Настроение хорошее. И за это нужно поблагодарить Катю! Сидела бы сейчас в квартире и вздыхала, глядя на картину над кроватью. А так, конечно, не идеально, но все равно проведу время с любимым мужем.
— Добрый вечер, — коротко отзывается таксист, уточняет адрес и срывает иномарку с места.
В пути проводим чуть больше часа. Вечерние пробки и февральский снегопад сделали свое дело, и к мужу в офис я приезжаю около десяти. Поднимаюсь на лифте на двенадцатый этаж, и сердечко трепетно замирает в груди от предвкушения. Вот он обрадуется! На седьмом небе от счастья будет, что я приехала помочь с документами, да еще и не с пустыми руками! Покормлю его, выпьем вина, сделаем всю работу. А потом…
Фантазия подкидывает горячих эротических сцен, и у меня учащается пульс.
Распахиваю дверь в его кабинет и застываю на месте. Внутри все цепенеет. Меркнет. Сердце покрывается гнойниками и душа пропитывается трупным ядом.
— Надя, это не то, что ты подумала! — Дима скидывает с себя рыжеволосую молодую девицу и натягивает трусы.
Те самые трусы, которые ему дарила я!
А я смотрю в лицо его любовницы, и понимаю…
2. Я не железная
Понимаю, что я ей не соперница.
Ей на вид лет двадцать. Худышка с яркой внешностью… а я… боже.

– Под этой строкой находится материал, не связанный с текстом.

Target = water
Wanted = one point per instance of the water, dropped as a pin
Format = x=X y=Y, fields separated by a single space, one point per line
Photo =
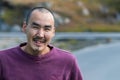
x=100 y=62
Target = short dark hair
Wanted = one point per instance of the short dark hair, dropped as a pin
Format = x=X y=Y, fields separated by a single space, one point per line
x=41 y=9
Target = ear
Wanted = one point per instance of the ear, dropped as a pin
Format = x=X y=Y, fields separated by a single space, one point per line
x=24 y=26
x=54 y=32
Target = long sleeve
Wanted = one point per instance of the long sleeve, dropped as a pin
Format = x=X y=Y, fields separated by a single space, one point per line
x=75 y=72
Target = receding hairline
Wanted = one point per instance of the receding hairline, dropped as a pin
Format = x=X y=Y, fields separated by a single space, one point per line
x=40 y=9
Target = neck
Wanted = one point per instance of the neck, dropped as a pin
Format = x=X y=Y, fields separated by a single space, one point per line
x=35 y=52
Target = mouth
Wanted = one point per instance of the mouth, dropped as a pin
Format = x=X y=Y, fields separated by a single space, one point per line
x=39 y=41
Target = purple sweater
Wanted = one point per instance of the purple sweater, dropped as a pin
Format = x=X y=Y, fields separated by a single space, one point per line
x=15 y=64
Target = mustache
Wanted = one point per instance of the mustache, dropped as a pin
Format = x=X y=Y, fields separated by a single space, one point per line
x=37 y=38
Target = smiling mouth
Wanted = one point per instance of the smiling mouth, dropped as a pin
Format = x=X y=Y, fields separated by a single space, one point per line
x=38 y=40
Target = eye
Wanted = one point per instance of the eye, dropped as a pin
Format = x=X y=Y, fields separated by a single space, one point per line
x=35 y=27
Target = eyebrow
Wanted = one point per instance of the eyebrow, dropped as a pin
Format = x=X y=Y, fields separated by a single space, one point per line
x=46 y=26
x=36 y=24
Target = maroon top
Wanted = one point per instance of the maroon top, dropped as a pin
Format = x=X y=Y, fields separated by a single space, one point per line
x=58 y=64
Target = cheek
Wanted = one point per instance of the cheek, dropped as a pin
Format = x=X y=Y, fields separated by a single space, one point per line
x=30 y=34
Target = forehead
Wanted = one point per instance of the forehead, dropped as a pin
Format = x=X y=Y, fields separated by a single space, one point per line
x=41 y=14
x=41 y=17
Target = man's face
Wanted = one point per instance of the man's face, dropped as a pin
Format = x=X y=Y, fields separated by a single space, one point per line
x=39 y=30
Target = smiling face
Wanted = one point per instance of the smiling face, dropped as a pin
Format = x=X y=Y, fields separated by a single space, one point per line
x=39 y=30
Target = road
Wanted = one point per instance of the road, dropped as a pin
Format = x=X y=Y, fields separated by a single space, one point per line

Перед глазами только цветные пятна. Красные, кровавые, липкие. Роняю пакеты с едой и вином. Звон. Бутылка дорогого пойла разбивается. Как моя душа.
Бац. И все. В тысячи осколков. В ошметки.
— Надя! Я все объясню! — жужжит голос мужа отдаленно.
Я ничего не слышу, кроме собственного долбящего набатом сердца. И не хочу слышать. Пустые оправдания не помогут изменить ситуацию.
Десять лет… десять лет счастливого крепкого брака.
— Наденька, — шепчет мне на ухо и касается моих плеч, заставляя отмереть и заглянуть в его глаза.
Цвета майской зелени, яркие и насыщенные. Напоминающие весну. Такие родные, близкие, обожаемые.
— Надюша, — виновато опускает голову.
А я молчу. Нет ни слез, ни ожидаемой истерики. Только цунами беспощадной боли захлестывает и обжигает грудь изнутри.
— Надь, — шепчет, берет мою руку и целует ладонь.
Каждый пальчик. Каждый миллиметр кожи.
Раньше его поцелуи вызывали во мне волну томительного желания, а сейчас прикосновения губ как укусы ос. Болючие.
Замахиваюсь и отвешиваю Диме звонкую пощечину. Его любовница взвизгивает и закрывает рот рукой.
— Бей! Бей меня, Надя, я заслужил! Давай! Ударь еще! Сильнее! — заливается муж, а я разворачиваюсь и быстрым шагом направляюсь к лифту.
Я не верю…
Не верю, что Дима предал меня.
Он не мог!
Он меня любит.
Только я видела все своими глазами.
Видела, как рыжеволосая девица сидела на нем, извивалась, постанывала.
Наслаждалась чужим мужчиной. Моим мужем.
А мой ли он теперь?
— Надя, я все объясню, не уходи! — Дима хватает меня за запястье.
— Нечего тут объяснять, — выдаю надломленным голосом.
Дима растерянно смотрит на меня. Я никогда еще не видела его таким напуганным и жалким. Рогов Дмитрий — влиятельный сорокалетний мужчина с пронзительным взглядом, властный и строгий. А сейчас передо мной нашкодивший щенок, виновато виляющий хвостиком.
— Надь, она ничего не значит! Я сам не знаю, что на меня нашло!